Obama's announcement came during a visit to West Virginia, which has the highest death rate from prescription painkiller overdoses in the United States, according to the Centers for Disease Control and Prevention. There were 414 prescription painkiller-related deaths West Virginia in 2013.
In 2010, West Virginia legalized electronic prescribing of controlled substances (EPCS), however less than 1 percent of prescribers and only 74 percent of pharmacies in the state are enabled to use the technology.
“The drug epidemic this country is facing can only be defeated through collaboration and support from government officials as well as care providers and technology leaders,” Surescripts CEO Tom Skelton said. Surescripts is the nation’s largest health information network.

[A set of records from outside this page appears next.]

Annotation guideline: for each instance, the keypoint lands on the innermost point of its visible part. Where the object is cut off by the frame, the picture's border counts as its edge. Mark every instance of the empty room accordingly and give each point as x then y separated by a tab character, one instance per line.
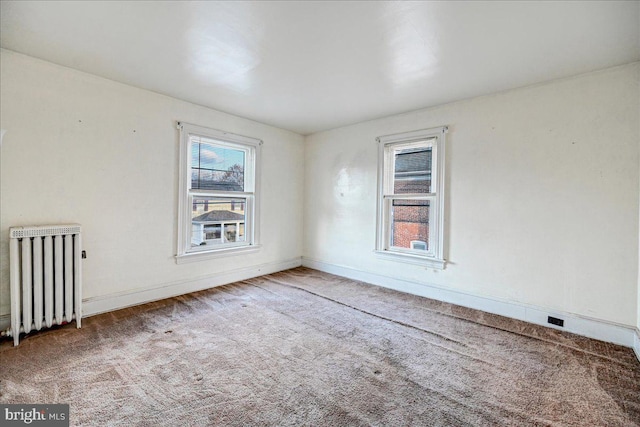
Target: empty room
318	213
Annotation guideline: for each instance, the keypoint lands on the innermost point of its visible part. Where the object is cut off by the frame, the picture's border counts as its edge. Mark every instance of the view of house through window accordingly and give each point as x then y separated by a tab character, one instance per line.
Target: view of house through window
216	220
218	192
410	217
410	199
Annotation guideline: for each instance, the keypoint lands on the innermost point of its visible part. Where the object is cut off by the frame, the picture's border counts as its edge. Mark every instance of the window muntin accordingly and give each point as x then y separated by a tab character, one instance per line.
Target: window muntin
411	193
218	203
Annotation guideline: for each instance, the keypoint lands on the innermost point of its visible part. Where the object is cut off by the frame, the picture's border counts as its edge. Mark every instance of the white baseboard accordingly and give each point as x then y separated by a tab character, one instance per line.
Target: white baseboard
102	304
581	325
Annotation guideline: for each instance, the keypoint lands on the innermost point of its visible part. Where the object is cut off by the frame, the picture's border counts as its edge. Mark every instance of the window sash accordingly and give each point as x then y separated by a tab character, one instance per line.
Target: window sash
251	148
389	146
248	200
389	223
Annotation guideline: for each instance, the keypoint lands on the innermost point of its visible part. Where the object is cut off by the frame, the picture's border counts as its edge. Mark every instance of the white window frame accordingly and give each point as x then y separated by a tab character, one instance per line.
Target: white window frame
252	148
434	257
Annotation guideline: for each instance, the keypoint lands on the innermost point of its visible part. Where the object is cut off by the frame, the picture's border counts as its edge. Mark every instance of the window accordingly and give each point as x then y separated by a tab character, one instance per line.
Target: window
218	193
411	197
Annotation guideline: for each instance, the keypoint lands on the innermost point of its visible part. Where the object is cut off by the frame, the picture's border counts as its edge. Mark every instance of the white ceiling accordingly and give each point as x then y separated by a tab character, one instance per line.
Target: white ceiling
311	66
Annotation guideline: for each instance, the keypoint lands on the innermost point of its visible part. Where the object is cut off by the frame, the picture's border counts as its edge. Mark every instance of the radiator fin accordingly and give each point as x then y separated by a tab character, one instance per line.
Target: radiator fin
46	277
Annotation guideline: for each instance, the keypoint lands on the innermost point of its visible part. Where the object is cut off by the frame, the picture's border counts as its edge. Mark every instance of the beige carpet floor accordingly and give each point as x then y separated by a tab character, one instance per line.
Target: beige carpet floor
302	347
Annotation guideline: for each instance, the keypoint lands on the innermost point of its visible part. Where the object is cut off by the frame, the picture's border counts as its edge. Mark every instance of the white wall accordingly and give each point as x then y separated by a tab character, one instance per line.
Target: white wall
79	148
542	203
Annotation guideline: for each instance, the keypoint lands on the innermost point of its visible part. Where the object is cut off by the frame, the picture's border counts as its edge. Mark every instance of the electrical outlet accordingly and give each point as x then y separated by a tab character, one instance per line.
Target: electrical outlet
555	321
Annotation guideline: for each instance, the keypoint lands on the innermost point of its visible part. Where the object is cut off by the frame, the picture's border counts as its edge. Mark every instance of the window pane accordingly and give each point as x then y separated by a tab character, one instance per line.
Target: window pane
410	224
412	170
217	220
216	168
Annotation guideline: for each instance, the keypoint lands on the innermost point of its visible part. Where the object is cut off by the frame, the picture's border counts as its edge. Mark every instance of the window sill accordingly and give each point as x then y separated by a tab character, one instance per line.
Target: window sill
427	262
215	253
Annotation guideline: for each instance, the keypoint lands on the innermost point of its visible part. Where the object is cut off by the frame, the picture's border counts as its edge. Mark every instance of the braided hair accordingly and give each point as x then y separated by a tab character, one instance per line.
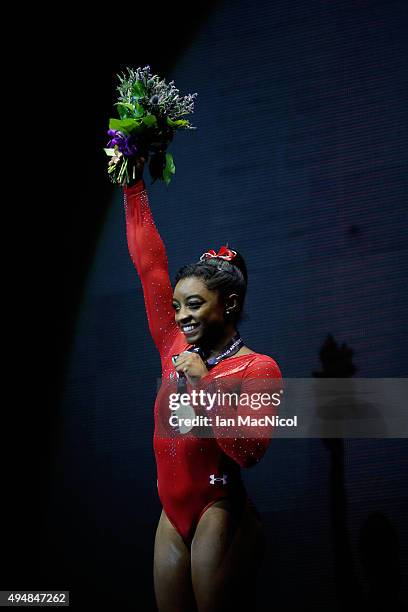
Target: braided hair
220	275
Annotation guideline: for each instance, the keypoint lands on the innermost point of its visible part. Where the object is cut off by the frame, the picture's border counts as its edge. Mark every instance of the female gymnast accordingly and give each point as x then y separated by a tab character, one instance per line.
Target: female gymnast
209	540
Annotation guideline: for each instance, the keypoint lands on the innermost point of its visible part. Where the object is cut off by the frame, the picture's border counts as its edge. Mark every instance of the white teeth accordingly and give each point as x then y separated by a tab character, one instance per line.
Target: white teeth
187	328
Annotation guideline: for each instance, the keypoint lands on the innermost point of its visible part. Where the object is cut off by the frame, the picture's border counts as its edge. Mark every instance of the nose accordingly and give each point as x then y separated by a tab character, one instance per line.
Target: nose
182	316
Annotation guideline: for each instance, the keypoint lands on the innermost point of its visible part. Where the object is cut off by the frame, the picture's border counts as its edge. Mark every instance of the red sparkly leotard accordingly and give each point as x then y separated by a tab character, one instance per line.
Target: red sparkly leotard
193	472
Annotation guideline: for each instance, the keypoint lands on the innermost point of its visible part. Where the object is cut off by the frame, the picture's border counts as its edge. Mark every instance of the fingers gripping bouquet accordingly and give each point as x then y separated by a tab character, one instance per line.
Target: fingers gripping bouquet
150	112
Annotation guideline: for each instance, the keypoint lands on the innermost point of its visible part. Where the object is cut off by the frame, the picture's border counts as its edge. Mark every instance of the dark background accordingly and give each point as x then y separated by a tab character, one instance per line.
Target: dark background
300	161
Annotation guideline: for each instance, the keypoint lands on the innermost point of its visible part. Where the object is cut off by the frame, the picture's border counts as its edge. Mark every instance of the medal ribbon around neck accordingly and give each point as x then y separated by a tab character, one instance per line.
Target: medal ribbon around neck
185	410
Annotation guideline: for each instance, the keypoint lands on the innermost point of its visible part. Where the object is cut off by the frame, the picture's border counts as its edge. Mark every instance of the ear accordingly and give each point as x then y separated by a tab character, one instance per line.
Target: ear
232	304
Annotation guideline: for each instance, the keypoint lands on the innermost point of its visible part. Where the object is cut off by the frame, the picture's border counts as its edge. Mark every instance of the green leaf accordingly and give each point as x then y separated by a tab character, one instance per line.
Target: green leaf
177	123
127	126
138	89
139	111
125	110
169	168
150	120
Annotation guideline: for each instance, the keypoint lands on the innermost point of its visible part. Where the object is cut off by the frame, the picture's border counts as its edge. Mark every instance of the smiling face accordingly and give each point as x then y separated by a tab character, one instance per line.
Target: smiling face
199	312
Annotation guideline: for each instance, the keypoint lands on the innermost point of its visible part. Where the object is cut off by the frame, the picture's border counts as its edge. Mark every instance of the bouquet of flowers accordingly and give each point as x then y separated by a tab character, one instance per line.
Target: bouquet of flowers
150	112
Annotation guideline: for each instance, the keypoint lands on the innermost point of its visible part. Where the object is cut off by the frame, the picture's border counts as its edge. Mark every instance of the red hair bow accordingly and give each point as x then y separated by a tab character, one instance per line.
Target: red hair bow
224	253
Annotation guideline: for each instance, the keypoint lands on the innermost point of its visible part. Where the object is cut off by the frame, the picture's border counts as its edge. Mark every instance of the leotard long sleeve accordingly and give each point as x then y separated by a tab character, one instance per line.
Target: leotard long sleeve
193	472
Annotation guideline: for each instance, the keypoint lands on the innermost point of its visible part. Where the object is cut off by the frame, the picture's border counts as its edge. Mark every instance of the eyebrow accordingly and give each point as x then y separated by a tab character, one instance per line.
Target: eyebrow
190	296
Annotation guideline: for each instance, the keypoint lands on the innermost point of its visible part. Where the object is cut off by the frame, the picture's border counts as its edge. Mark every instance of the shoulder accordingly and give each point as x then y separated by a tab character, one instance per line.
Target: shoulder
262	366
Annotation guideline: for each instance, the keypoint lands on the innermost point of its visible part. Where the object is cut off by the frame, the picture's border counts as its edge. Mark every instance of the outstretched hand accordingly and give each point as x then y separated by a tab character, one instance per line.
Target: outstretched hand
192	366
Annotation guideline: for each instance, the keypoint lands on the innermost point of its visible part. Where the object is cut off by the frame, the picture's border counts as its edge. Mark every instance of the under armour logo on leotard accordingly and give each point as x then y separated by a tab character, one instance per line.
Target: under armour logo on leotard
222	479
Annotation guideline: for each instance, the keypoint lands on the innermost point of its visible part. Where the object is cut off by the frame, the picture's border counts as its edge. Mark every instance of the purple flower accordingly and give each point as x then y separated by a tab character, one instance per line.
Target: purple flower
126	144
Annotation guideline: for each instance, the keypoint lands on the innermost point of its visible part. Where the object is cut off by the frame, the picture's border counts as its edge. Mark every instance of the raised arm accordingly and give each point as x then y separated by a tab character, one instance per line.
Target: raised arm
148	254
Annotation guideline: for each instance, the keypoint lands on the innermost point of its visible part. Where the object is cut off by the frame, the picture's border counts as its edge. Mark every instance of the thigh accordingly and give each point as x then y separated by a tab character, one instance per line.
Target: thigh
172	570
226	553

“Digitizing the prescription ordering process for controlled substances is a direct step prescribers and pharmacies can take to improve patient safety while preventing fraud and abuse,” Skelton said.
More education is needed to push EPCS utilization across the country. Surescripts created an online resource outlining the steps physicians need to take to begin using EPCS. The website, www.getepcs.com, provides assistance on measuring the certification status of electronic health records software, setting access controls and obtaining identity proofing and signing credentials.
Obama's announcement comes after the introduction of funding for a program in August to increase training for law enforcement and first responders addressing heroin and prescription painkiller-related incidents.